In support of his position that authentication features are limited to symbols found on identification documents, Sardariani points to the conference report explaining the purpose of the SAFE ID Act, Pub.L. No. 108–21, § 607, 117 Stat. 650, 689–91 (2003). The proposed statute was described as “addressing the growing trade in illicit authentication feature[s] for IDs.” H.R. Conf. Rep. 108–66, reprinted in 2003 U.S.C.C.A.N. 683, 702. Yet the statute as enacted was written more broadly than that language in the conference report suggests.

“Absent a clearly expressed legislative intention to the contrary, [the language of the statute] must ordinarily be regarded as conclusive.” Consumer Prod. Safety Comm'n. v. GTE Sylvania, Inc., 447 U.S. 102, 108 (1980). The conference report refers to the growing trade in fake identification documents as the motivation for proposing the SAFE ID Act, but it does not explicitly limit the act's application to identification documents, and thus it does not override the plain meaning of the statutory text. We “must presume that a legislature says in a statute what it means and means in a statute what it says there.” Conn. Nat'l Bank v. Germain, 503 U.S. 249, 253–54 (1992). The statute itself does not limit the definition of authentication features to those used on identification documents, and we must not either.

Sardariani used forged notary seals in furtherance of the crime: he used them to convince the county recorder's office that the signatures on the falsified documents were genuine. Those forged signatures were means of identification under 18 U.S.C. § 1028(d)(7). See Blixt, 548 F.3d at 886–88. The notary seals were, therefore, authentication features applied to means of identification—features which the country recorder's office used “to determine if the document is counterfeit, altered, or otherwise falsified.” 18 U.S.C. § 1028(d)(1). Sardariani's use of notary seals to authenticate forged signatures was the use of an authentication feature as defined in § 1028(d)(1). In calculating the advisory guidelines range in this case, the district court correctly applied an enhancement for use of an authentication feature under Sentencing Guidelines § 2B 1. 1(b)(1 1)(A)(ii) (formerly § 2B1.1(b)(10)(B)(ii)).

AFFIRMED.

FOOTNOTES

1.  Sardariani presents other challenges to his sentence that are resolved in a memorandum disposition filed together with this opinion.

2.  The Government argues that the plain error standard should apply because Sardariani did not present his objection to the district court. We need not resolve that argument because the outcome of our analysis does not depend on the standard of review.

3.  The full text reads:“If the offense involved (A) the possession or use of any (i) device-making equipment, or (ii) authentication feature; (B) the production or trafficking of any (i) unauthorized access device or counterfeit access device, or (ii) authentication feature; or (C)(i) the unauthorized transfer or use of any means of identification unlawfully to produce or obtain any other means of identification, or (ii) the possession of 5 or more means of identification that unlawfully were produced from, or obtained by the use of, another means of identification, increase by 2 levels. If the resulting offense level is less than level 12, increase to level 12.” U.S.S.G. § 2131.1(b)(11).

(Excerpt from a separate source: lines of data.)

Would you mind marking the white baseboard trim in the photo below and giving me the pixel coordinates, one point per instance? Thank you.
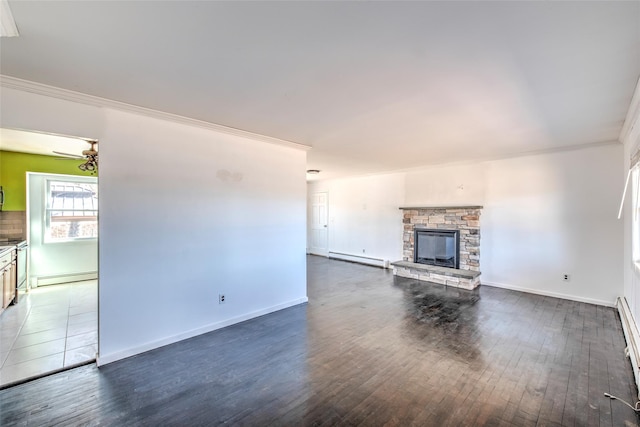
(632, 337)
(549, 294)
(377, 262)
(63, 278)
(119, 355)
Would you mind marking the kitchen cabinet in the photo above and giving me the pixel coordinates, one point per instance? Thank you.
(9, 277)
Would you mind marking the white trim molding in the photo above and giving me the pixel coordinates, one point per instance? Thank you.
(109, 358)
(376, 262)
(632, 337)
(8, 26)
(549, 294)
(95, 101)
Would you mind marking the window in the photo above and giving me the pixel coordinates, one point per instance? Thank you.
(71, 211)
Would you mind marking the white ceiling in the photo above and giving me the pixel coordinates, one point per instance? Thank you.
(371, 86)
(40, 143)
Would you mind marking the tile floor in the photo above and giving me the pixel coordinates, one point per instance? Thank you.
(51, 327)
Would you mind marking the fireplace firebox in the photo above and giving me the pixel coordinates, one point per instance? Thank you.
(437, 247)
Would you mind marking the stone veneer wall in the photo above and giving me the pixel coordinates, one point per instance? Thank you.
(464, 218)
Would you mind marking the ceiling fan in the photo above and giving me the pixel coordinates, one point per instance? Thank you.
(90, 155)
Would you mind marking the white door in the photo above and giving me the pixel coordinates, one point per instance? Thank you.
(319, 229)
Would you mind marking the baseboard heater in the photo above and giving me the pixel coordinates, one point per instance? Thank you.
(632, 336)
(62, 278)
(378, 262)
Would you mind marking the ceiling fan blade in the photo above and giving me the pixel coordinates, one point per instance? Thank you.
(75, 156)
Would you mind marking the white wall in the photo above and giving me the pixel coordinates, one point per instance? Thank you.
(631, 139)
(57, 262)
(552, 214)
(185, 213)
(364, 215)
(544, 216)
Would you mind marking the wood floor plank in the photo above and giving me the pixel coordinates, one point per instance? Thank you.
(368, 349)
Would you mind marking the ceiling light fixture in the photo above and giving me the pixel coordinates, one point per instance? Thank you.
(8, 26)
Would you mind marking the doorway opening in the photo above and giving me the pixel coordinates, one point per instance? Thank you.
(54, 325)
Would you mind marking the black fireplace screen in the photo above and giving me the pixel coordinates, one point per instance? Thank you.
(437, 247)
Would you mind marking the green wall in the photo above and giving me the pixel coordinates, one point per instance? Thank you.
(13, 177)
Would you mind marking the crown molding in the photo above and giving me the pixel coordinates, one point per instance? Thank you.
(8, 26)
(95, 101)
(631, 128)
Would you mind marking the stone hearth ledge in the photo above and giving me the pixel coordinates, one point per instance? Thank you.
(465, 279)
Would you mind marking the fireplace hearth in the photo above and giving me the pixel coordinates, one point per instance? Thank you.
(441, 245)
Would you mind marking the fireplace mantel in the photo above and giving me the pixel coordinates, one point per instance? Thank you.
(412, 208)
(465, 219)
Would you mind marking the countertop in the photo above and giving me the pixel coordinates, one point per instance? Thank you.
(8, 245)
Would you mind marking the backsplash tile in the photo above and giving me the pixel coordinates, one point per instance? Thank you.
(13, 225)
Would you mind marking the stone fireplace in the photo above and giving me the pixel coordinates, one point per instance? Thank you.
(460, 222)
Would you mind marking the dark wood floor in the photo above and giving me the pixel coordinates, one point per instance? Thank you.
(369, 349)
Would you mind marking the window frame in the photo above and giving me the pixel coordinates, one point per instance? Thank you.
(47, 239)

4.  The full text reads:“[T]he term ‘authentication feature’ means any hologram, watermark, certification, symbol, code, image, sequence of numbers or letters, or other feature that either individually or in combination with another feature is used by the issuing authority on an identification document, document-making implement, or means of identification to determine if the document is counterfeit, altered, or otherwise falsified[.]” 18 U.S.C. § 1028(d)(1).

5.  The full text reads:“[T]he term ‘issuing authority’—(A) means any governmental entity or agency that is authorized to issue identification documents, means of identification, or authentication features; and(B) includes the United States Government, a State, a political subdivision of a State, a sponsoring entity of an event designated by the President as a special event of national significance, a foreign government, a political subdivision of a foreign government, or an international government or quasi-governmental organization[.]” 18 U.S.C. § 1028(d)(6).